Whole-Genome Sequencing Confirms Avian Model of Human Disease
For more than 60 years, developmental biologists have studied a naturally occurring avian mutant called talpid2 because of its interesting phenotypes, including cleft lip/palate, oral dysmorphologies and limb defects. However, the talpid2 has been of limited utility because researchers did not know what caused the mutation – until now.
The solution came from the lab of Samantha Brugmann, PhD, which cracked the genetic, molecular and cellular code on how and why the talpid2 mutation occurs. Their findings appeared in the August 2014 issue of Development.
Using whole-genome sequencing, a group of researchers from Cincinnati Children’s and four other universities traced the talpid2 mutation to a ciliary gene called C2CD3, which causes a significant reduction in the number of cells that extend a primary cilium. The team also identified molecular disruptions that occur in the Hedgehog (Hh) signaling pathway, leading to the facial and limb abnormalities associated with talpid2.
“Recently, the study of primary cilia has exploded because of the identification of a large class of human diseases called ciliopathies,” Brugmann says. “Now that we know what gene causes this defect in chickens – as well as the molecular and cellular pathway that is involved — we have an avian model for human disease.”
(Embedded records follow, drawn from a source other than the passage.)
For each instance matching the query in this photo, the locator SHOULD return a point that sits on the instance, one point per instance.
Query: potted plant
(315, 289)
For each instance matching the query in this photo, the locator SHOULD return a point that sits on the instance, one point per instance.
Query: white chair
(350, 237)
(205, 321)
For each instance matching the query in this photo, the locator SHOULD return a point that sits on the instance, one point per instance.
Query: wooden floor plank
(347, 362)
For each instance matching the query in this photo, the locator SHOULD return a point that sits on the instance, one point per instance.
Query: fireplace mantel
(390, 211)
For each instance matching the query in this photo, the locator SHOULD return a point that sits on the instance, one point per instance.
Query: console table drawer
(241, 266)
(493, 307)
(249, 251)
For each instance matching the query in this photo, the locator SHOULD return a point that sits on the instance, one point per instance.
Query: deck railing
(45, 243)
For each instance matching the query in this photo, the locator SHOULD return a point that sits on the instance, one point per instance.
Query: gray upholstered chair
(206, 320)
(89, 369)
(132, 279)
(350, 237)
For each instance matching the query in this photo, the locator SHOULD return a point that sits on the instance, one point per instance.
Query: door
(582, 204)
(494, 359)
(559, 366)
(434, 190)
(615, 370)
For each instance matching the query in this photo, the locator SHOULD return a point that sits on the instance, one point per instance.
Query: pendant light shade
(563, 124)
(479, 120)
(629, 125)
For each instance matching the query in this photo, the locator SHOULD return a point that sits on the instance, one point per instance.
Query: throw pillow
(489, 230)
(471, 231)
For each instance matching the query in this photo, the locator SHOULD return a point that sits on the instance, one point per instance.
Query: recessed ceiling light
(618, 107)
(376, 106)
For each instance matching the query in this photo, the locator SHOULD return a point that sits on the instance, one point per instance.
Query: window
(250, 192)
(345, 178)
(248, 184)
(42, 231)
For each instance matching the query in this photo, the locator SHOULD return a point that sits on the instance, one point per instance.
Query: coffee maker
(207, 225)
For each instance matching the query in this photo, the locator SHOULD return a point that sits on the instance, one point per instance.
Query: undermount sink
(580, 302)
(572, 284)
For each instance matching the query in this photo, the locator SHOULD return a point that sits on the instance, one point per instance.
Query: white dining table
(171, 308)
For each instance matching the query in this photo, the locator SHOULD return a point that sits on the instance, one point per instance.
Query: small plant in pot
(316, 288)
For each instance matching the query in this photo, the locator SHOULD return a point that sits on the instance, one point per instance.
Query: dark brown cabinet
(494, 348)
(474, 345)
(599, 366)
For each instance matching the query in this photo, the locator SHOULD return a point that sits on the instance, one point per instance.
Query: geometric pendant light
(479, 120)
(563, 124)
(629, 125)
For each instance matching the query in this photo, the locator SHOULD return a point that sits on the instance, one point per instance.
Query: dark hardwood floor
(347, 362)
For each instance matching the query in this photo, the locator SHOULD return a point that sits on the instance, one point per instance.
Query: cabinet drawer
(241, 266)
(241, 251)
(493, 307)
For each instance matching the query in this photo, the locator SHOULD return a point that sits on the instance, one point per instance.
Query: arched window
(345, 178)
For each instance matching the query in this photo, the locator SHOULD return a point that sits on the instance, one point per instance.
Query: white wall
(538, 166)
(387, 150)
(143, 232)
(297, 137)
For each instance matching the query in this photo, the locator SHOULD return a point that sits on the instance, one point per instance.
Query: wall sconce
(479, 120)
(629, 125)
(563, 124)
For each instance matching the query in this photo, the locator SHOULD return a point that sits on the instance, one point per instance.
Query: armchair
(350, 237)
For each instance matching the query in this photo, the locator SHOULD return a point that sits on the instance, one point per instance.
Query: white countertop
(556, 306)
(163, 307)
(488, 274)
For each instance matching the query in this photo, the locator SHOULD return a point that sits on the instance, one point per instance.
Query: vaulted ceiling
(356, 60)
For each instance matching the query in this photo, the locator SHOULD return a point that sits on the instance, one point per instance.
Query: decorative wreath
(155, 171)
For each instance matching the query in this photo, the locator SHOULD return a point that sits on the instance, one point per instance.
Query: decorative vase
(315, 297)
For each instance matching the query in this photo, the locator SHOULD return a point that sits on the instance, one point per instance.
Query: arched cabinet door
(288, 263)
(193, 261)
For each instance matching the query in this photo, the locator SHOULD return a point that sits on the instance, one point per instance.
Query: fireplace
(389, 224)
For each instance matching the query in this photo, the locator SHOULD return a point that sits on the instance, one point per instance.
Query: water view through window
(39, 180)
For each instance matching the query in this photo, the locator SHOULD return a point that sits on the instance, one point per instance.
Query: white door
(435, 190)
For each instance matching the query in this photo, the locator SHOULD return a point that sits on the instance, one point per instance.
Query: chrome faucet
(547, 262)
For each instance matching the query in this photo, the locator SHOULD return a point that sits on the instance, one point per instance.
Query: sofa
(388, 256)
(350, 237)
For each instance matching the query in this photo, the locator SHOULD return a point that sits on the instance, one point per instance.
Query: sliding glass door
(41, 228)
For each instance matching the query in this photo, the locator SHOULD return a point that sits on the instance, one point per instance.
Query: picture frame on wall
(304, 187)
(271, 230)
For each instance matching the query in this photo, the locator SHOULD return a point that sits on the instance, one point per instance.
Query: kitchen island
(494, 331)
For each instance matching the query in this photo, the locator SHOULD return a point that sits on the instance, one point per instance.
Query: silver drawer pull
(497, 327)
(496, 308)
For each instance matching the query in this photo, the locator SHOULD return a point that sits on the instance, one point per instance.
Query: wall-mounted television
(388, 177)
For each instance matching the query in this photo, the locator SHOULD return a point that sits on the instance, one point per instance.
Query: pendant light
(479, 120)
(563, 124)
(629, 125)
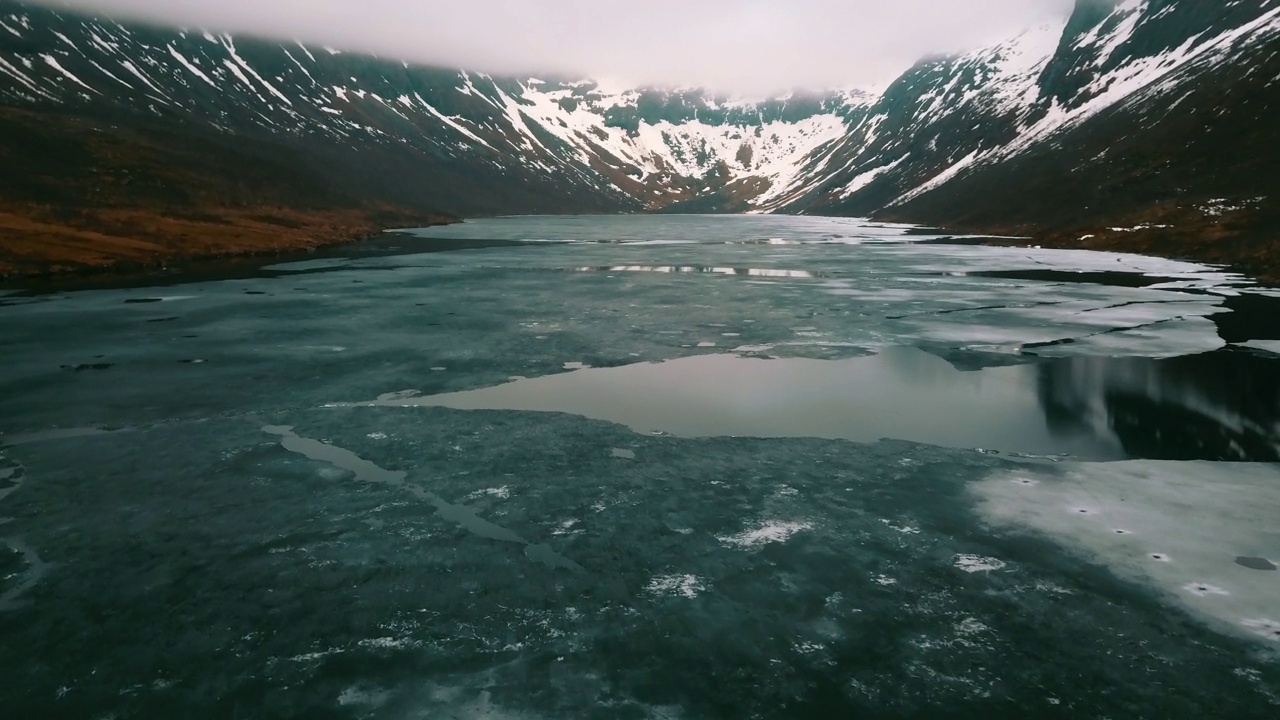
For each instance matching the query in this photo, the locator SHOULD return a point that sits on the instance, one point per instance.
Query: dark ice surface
(645, 468)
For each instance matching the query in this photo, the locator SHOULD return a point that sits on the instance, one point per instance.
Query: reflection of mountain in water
(1214, 406)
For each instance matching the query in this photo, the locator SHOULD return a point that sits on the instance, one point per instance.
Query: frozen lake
(647, 466)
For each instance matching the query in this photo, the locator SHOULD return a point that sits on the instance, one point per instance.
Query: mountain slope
(1101, 128)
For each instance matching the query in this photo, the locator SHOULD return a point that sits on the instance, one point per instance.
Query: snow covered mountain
(1116, 94)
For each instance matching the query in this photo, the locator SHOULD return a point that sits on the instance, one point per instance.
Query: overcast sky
(743, 46)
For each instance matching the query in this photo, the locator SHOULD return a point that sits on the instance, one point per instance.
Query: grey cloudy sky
(748, 46)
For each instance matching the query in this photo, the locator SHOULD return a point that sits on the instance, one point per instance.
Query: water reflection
(1216, 406)
(705, 269)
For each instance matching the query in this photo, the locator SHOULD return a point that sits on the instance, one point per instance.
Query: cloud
(734, 45)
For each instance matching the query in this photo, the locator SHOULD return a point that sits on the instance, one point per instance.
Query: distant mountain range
(1139, 123)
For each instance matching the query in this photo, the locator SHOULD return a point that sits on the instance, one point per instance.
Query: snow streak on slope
(1119, 74)
(842, 153)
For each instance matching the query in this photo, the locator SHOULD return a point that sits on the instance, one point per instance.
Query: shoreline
(174, 265)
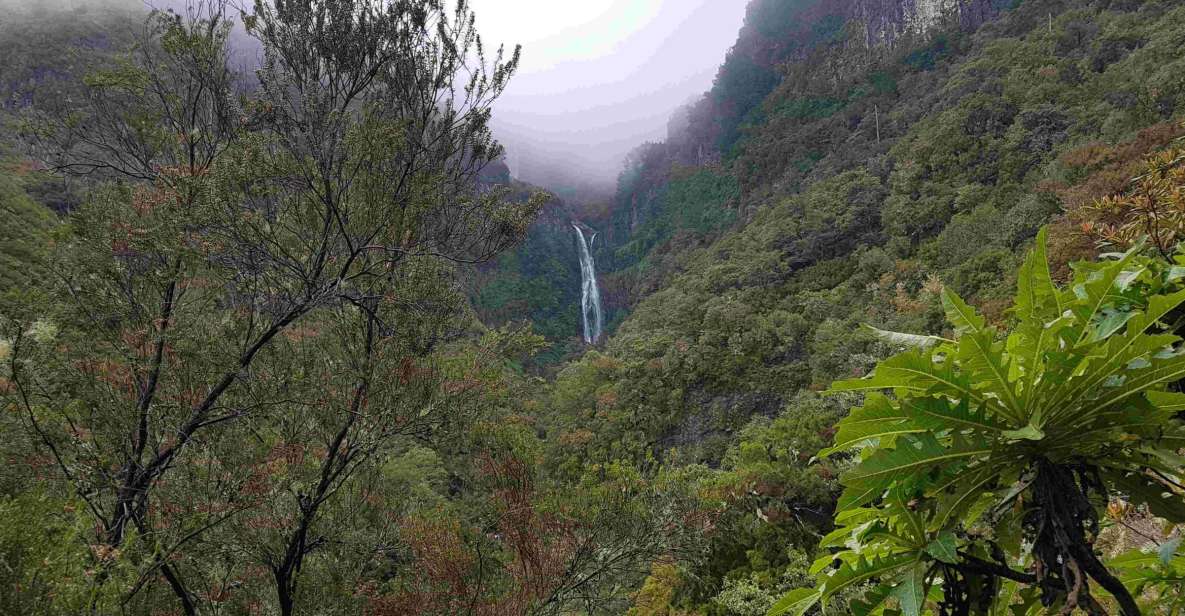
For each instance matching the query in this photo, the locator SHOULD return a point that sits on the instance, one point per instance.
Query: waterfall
(590, 295)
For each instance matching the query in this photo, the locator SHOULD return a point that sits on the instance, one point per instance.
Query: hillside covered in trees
(894, 321)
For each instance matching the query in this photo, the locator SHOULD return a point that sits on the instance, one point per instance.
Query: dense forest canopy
(894, 320)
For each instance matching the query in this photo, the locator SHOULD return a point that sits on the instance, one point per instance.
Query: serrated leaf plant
(981, 463)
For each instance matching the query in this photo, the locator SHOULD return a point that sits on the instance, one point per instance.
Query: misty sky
(600, 77)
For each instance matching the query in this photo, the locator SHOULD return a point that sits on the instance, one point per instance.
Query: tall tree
(223, 222)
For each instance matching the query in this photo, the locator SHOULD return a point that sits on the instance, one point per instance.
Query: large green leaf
(864, 570)
(982, 359)
(878, 418)
(1142, 489)
(961, 315)
(913, 454)
(917, 371)
(905, 340)
(1095, 290)
(1037, 297)
(910, 591)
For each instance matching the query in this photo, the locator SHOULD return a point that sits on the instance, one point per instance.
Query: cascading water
(590, 295)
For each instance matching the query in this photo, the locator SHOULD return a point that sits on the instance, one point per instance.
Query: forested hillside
(869, 179)
(892, 319)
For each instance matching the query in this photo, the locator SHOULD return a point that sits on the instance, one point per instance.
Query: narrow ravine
(590, 294)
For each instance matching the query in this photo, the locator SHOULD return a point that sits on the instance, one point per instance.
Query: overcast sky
(600, 77)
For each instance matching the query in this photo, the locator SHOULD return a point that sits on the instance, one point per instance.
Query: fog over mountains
(603, 82)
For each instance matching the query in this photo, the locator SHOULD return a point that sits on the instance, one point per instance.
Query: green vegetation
(280, 354)
(24, 236)
(994, 454)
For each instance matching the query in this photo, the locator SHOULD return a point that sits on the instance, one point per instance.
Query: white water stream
(590, 294)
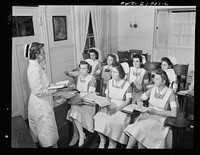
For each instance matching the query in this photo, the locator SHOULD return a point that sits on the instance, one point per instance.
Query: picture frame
(59, 28)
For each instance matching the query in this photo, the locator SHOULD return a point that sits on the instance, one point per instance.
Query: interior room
(68, 32)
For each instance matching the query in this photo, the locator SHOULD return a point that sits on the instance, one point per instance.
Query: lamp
(135, 25)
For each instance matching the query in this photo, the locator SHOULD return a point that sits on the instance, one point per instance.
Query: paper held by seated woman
(101, 101)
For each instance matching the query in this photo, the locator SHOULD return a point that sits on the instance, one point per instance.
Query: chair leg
(177, 136)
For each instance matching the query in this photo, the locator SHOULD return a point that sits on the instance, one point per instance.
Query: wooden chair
(188, 109)
(135, 51)
(124, 56)
(151, 67)
(181, 71)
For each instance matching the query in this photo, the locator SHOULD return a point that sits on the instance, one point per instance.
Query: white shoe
(102, 145)
(112, 145)
(81, 140)
(73, 141)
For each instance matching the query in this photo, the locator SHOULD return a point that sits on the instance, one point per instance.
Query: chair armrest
(135, 112)
(178, 122)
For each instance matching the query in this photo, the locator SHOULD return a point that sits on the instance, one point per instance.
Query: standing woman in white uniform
(148, 128)
(41, 116)
(137, 76)
(94, 62)
(82, 115)
(110, 121)
(167, 66)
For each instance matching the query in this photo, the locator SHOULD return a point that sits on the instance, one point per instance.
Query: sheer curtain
(81, 20)
(182, 28)
(97, 23)
(162, 28)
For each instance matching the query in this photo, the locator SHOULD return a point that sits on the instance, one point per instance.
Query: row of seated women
(148, 129)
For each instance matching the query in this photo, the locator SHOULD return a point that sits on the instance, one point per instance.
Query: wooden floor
(92, 140)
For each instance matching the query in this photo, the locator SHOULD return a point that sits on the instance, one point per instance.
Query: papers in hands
(60, 84)
(132, 107)
(66, 95)
(184, 92)
(101, 101)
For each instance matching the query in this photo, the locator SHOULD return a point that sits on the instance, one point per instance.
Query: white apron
(172, 77)
(150, 131)
(83, 113)
(41, 117)
(106, 75)
(136, 78)
(113, 125)
(93, 64)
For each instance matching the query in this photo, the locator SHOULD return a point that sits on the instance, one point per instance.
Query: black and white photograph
(103, 77)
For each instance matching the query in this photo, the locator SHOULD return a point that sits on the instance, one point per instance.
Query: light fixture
(135, 25)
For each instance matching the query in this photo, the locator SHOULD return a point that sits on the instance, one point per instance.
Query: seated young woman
(167, 66)
(138, 77)
(82, 115)
(110, 121)
(106, 70)
(148, 129)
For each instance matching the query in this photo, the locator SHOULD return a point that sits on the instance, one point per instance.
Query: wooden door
(20, 86)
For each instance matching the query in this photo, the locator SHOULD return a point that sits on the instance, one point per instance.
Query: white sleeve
(36, 85)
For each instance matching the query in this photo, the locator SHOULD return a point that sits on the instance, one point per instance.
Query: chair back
(151, 66)
(188, 107)
(99, 87)
(134, 51)
(125, 67)
(123, 55)
(181, 71)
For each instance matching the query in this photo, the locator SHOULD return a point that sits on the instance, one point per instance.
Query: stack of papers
(101, 101)
(132, 107)
(57, 85)
(62, 82)
(74, 73)
(184, 92)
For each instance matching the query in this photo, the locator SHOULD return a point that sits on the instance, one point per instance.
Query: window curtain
(97, 23)
(162, 28)
(182, 28)
(81, 20)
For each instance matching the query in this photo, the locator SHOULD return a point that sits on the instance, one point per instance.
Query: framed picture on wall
(59, 28)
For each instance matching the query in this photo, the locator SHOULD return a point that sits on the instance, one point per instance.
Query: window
(90, 42)
(22, 26)
(175, 28)
(182, 28)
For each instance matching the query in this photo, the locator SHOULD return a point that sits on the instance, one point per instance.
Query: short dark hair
(113, 56)
(35, 49)
(120, 69)
(82, 62)
(137, 56)
(92, 50)
(168, 61)
(163, 75)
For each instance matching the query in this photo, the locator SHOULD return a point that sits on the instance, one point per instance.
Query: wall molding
(62, 47)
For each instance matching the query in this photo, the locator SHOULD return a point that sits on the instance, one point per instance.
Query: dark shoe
(73, 141)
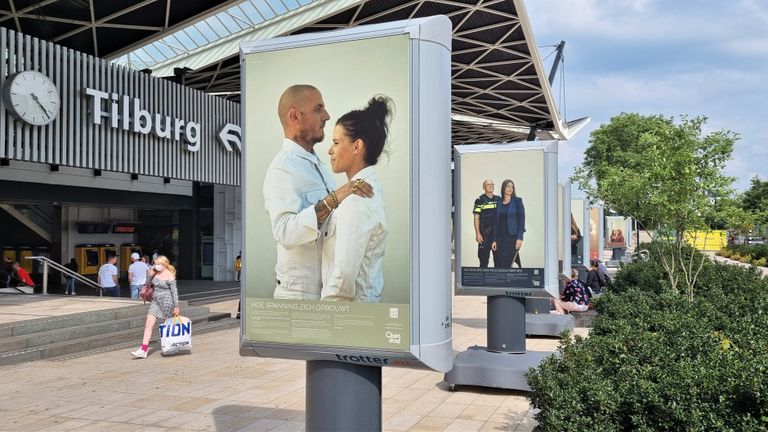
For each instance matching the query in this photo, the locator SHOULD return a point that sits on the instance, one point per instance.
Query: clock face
(31, 97)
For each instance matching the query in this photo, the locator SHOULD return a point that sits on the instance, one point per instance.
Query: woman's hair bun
(379, 107)
(370, 124)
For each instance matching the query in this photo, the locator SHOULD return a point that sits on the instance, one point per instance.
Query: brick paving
(214, 389)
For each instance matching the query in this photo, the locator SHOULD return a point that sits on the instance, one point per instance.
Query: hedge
(655, 361)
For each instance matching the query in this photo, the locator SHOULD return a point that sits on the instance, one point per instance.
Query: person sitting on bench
(575, 297)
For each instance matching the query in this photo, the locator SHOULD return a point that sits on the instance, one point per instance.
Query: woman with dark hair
(510, 227)
(353, 247)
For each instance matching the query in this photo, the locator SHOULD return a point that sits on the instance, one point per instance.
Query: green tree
(666, 174)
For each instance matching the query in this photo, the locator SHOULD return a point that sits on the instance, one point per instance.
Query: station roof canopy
(499, 87)
(105, 28)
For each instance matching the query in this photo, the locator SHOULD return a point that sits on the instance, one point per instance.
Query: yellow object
(104, 249)
(10, 254)
(23, 261)
(87, 257)
(706, 240)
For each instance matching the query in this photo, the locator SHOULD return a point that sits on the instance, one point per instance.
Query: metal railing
(47, 262)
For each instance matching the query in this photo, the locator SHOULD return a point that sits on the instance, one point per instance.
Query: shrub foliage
(655, 361)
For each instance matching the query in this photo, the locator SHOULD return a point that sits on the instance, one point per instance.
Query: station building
(132, 139)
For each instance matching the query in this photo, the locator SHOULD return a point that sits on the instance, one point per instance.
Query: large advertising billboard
(506, 219)
(596, 233)
(618, 231)
(333, 127)
(578, 240)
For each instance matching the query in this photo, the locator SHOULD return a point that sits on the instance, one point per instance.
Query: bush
(655, 361)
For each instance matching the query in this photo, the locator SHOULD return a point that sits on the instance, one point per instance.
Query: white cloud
(744, 31)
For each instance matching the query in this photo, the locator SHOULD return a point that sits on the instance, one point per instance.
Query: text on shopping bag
(175, 329)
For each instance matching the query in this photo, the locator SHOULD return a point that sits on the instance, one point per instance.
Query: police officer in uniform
(485, 217)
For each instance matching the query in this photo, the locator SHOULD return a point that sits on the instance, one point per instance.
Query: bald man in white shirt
(299, 194)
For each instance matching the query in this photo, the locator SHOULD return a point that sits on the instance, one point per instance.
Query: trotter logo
(394, 338)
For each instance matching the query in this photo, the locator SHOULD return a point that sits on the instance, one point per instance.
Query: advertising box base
(548, 324)
(479, 367)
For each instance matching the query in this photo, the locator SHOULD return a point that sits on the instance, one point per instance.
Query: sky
(693, 57)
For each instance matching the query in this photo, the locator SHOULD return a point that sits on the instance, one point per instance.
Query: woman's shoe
(139, 353)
An accompanying Development editorial, titled “talpid2: A Mystery Finally Solved,” states: “Identification of the talpid2 locus has been long awaited, and although there is still much to understand about how C2CD3 regulates cilia formation and function, and SHH signaling, these data provide an important step in this direction.”
This prediction has come to fruition as the group, in a subsequent publication (Schock et al., 2015 in Disease Models & Mechanisms), has shown that talpid2 is a bona fide model for the human ciliopathy called oral-facial-digital syndrome.